Bridging Scene Generation and Planning: Driving with World Model via Unifying Vision and Motion Representation

End-to-end autonomous driving aims to generate safe and plausible planning policies from raw sensor input. Driving world models have shown great potential in learning rich representations by predicting the future evolution of a driving scene. However, existing driving world models primarily focus on visual scene representation, and motion representation is not explicitly designed to be planner-shared and inheritable, leaving a schism between the optimization of visual scene generation and the requirements of precise motion planning. We present WorldDrive, a holistic framework that couples scene generation and real-time planning via unifying vision and motion representation. We first introduce a Trajectory-aware Driving World Model, which conditions on a trajectory vocabulary to enforce consistency between visual dynamics and motion intentions, enabling the generation of diverse and plausible future scenes conditioned on a specific trajectory. We transfer the vision and motion encoders to a downstream Multi-modal Planner, ensuring the driving policy operates on mature representations pre-optimized by scene generation. A simple interaction between motion representation, visual representation, and ego status can generate high-quality, multi-modal trajectories. Furthermore, to exploit the world model's foresight, we propose a Future-aware Rewarder, which distills future latent representation from the frozen world model to evaluate and select optimal trajectories in real-time. Extensive experiments on the NAVSIM, NAVSIM-v2, and nuScenes benchmarks demonstrate that WorldDrive achieves leading planning performance among vision-only methods while maintaining high-fidelity action-controlled video generation capabilities, providing strong evidence for the effectiveness of unifying vision and motion representation for robust autonomous driving.

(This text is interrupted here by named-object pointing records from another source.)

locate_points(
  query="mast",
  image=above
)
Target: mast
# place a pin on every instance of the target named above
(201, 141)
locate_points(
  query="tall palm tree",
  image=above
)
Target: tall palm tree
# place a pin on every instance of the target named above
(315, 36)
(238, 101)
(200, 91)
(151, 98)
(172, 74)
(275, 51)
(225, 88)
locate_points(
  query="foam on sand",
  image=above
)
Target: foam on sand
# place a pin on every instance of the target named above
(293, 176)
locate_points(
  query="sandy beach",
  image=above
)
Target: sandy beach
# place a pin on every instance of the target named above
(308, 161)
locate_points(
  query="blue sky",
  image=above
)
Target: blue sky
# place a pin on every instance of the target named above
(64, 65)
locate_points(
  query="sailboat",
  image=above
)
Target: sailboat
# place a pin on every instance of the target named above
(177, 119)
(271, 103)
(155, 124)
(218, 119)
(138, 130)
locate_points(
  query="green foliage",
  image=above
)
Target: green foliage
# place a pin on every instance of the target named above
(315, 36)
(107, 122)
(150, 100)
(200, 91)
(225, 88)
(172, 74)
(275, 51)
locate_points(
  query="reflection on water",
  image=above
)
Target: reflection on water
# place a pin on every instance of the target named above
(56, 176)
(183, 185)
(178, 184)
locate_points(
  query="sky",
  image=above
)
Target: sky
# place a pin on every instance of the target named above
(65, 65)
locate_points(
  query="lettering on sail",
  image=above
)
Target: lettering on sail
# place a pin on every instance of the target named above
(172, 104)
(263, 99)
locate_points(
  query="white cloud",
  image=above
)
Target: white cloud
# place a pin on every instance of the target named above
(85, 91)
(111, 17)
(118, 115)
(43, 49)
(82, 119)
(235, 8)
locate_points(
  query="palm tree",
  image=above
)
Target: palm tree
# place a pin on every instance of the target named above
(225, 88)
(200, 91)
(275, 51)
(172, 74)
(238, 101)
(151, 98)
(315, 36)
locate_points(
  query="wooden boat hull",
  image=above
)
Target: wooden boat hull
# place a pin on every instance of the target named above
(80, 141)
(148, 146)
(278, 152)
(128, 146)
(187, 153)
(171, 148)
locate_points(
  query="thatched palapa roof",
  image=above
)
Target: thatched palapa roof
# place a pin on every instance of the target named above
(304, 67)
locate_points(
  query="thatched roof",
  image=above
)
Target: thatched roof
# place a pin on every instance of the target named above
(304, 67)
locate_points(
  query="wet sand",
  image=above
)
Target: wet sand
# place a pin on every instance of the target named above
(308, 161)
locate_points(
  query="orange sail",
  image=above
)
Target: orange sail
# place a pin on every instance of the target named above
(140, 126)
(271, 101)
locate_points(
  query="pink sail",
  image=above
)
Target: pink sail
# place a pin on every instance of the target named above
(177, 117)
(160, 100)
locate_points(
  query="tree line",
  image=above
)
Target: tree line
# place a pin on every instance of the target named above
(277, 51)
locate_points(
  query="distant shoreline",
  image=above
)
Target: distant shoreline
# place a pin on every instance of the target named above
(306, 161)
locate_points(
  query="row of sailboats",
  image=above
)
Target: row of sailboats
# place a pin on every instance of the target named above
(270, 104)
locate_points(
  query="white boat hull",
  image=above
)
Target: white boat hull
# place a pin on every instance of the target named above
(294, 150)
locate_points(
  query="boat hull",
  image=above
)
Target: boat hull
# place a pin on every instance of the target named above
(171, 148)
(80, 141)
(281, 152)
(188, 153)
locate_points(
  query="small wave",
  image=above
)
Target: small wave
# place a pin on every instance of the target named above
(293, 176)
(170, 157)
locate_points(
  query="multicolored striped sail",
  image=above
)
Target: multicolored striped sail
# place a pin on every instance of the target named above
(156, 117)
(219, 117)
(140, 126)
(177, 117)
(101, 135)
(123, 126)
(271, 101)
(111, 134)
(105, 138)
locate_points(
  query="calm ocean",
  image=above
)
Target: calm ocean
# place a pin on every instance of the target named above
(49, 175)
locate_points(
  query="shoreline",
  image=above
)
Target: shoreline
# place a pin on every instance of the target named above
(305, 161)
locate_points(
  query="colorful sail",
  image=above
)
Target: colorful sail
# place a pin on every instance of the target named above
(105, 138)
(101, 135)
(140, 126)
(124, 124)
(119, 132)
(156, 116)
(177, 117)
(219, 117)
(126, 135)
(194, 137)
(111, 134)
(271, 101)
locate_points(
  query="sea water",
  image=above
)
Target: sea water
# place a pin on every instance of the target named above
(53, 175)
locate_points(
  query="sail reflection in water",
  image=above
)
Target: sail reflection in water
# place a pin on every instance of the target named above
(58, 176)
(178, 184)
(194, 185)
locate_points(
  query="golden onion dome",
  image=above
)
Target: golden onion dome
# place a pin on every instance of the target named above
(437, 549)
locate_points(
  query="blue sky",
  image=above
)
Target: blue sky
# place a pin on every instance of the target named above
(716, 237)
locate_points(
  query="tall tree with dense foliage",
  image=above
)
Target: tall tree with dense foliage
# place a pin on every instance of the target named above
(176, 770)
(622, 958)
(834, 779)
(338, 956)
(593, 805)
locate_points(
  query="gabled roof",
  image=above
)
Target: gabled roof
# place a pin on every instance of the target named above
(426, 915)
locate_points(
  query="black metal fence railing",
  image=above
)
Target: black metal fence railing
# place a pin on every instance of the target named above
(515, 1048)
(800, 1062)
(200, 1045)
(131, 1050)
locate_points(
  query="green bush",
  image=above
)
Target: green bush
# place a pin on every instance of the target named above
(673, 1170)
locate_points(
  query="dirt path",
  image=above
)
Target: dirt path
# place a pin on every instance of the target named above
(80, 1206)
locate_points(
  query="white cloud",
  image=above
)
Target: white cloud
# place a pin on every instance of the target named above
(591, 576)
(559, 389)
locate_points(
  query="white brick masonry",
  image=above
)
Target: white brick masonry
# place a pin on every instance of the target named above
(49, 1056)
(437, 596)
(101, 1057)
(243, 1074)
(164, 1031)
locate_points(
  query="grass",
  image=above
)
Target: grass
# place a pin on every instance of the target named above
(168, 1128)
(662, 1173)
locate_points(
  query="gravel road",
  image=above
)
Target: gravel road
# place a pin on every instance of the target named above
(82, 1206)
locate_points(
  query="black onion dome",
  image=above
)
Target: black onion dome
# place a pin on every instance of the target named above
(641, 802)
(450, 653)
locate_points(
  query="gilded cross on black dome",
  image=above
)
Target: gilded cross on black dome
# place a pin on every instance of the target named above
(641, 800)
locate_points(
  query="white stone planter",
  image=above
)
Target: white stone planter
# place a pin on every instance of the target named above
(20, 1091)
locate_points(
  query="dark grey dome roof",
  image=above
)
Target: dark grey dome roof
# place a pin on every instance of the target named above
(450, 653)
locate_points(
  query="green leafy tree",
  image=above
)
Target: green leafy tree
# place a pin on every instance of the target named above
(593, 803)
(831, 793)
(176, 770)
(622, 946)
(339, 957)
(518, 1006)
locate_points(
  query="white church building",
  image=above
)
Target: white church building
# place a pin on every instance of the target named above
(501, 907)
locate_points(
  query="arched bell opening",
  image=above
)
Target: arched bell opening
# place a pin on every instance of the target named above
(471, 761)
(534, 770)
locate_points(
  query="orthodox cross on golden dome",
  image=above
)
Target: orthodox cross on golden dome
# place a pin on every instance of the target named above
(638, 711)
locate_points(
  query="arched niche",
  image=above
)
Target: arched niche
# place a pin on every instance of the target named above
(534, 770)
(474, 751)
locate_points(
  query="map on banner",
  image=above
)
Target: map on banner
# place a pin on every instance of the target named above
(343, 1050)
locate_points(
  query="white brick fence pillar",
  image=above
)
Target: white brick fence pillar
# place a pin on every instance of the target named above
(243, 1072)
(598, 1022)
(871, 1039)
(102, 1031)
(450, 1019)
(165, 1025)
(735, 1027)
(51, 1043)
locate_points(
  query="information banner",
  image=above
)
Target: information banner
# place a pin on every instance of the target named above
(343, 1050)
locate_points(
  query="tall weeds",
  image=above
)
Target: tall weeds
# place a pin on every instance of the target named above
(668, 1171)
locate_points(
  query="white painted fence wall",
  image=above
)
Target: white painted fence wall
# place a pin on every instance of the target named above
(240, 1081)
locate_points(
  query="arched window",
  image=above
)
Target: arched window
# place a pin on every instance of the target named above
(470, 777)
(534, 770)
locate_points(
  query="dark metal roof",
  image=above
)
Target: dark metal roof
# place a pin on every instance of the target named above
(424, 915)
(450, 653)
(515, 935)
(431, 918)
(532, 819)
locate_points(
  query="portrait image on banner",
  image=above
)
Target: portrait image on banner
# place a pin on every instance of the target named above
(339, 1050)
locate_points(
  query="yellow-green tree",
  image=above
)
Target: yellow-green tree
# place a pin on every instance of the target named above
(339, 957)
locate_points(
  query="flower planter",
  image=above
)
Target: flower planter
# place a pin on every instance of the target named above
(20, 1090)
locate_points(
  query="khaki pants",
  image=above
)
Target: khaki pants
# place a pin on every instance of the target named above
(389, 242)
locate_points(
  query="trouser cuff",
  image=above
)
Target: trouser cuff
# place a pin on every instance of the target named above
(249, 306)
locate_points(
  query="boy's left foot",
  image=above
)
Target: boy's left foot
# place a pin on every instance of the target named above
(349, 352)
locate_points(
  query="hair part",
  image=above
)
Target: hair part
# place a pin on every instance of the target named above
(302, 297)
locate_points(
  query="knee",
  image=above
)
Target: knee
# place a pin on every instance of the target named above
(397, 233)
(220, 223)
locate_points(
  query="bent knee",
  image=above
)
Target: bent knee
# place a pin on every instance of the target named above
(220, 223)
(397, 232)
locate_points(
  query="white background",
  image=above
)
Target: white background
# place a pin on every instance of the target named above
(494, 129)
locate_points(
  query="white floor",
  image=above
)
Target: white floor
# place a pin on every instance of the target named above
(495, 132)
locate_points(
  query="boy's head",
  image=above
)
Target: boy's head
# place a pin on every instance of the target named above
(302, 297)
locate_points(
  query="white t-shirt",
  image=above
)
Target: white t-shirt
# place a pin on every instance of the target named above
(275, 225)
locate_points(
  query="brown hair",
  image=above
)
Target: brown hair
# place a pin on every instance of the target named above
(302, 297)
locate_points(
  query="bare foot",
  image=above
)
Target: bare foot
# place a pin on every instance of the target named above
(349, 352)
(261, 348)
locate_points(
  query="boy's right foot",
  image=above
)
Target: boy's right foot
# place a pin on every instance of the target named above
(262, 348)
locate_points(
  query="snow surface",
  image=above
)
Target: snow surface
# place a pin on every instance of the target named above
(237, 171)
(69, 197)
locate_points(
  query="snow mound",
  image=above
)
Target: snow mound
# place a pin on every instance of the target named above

翻译：端到端自动驾驶旨在从原始传感器输入中生成安全且合理的规划策略。驾驶世界模型通过预测驾驶场景的未来演变，在学习丰富表征方面展现出巨大潜力。然而，现有驾驶世界模型主要关注视觉场景表征，其运动表征并未被显式设计为规划器共享且可继承的，导致视觉场景生成的优化与精确运动规划的需求之间存在割裂。我们提出WorldDrive，一个通过统一视觉与运动表征来耦合场景生成与实时规划的整体框架。我们首先引入轨迹感知驾驶世界模型，该模型以轨迹词汇表为条件，强制视觉动态与运动意图之间的一致性，从而能够基于特定轨迹生成多样且合理的未来场景。我们将视觉与运动编码器迁移至下游多模态规划器，确保驾驶策略在经场景生成预优化的成熟表征上运行。运动表征、视觉表征与自车状态之间的简单交互即可生成高质量的多模态轨迹。此外，为利用世界模型的预见能力，我们提出未来感知奖励器，其从冻结的世界模型中蒸馏未来潜在表征，以实时评估并选择最优轨迹。在NAVSIM、NAVSIM-v2和nuScenes基准上的大量实验表明，WorldDrive在纯视觉方法中实现了领先的规划性能，同时保持了高保真度的动作控制视频生成能力，为统一视觉与运动表征以实现鲁棒自动驾驶的有效性提供了有力证据。